## [ Pivot Tables ]

#### 1. **Pivot Table is a Data Summarization Tool**
- **What it means**: A pivot table helps you **summarize and analyze** large datasets quickly.
#### 2. **Aggregates Data by One or More Keys**
- **Explanation**: It groups data using one or more columns (keys), and then **applies an aggregation** (like `sum()`, `mean()`, etc.).

#### 3. **Data Arranged in a Rectangular Table**
- **Explanation**: The result is a **grid (table)** with row headers and column headers from your grouping keys.

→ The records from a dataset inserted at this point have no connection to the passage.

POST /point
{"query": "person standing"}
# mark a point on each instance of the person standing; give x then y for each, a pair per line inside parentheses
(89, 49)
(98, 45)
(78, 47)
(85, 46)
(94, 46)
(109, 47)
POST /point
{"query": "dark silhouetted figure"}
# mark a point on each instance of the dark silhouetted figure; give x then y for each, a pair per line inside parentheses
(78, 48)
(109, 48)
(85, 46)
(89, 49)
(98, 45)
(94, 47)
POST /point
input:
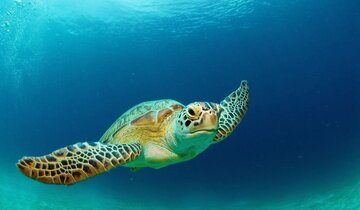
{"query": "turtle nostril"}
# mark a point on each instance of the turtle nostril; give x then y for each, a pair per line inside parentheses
(191, 112)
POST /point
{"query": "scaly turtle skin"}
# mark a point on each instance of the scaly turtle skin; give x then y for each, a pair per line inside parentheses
(152, 134)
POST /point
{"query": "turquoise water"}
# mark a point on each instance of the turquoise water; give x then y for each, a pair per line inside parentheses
(68, 69)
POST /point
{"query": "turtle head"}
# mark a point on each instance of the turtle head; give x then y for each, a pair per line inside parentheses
(198, 120)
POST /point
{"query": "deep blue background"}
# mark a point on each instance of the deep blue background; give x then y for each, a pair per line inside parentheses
(302, 60)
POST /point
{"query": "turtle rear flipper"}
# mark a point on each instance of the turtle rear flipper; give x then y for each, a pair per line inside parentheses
(233, 109)
(78, 162)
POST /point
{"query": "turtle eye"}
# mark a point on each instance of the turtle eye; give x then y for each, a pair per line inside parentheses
(191, 112)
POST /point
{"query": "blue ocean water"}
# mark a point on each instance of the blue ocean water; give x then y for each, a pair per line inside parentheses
(68, 69)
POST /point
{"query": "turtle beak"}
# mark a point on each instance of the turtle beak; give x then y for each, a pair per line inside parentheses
(208, 121)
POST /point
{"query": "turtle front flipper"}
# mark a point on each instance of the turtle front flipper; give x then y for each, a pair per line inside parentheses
(233, 109)
(78, 162)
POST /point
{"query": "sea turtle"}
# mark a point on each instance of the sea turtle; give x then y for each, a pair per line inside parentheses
(151, 134)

#### 4. **Pandas Uses `groupby` + Reshape (Hierarchical Indexing)**
- **Explanation**: Pivot tables work under the hood using:
  - `groupby()` to **group data**.
  - **Reshaping** methods (like `.unstack()` or `.stack()`) to build the table format.
- **Hierarchical indexing** allows for multiple group levels.

#### 5. **`pivot_table()` Method and Function**
- **Explanation**: 
  - You can use **`DataFrame.pivot_table()`** directly.
  - Or use **`pandas.pivot_table()`** as a top-level function.
  - Both allow **easy pivoting** without writing `groupby()` and `unstack()` manually.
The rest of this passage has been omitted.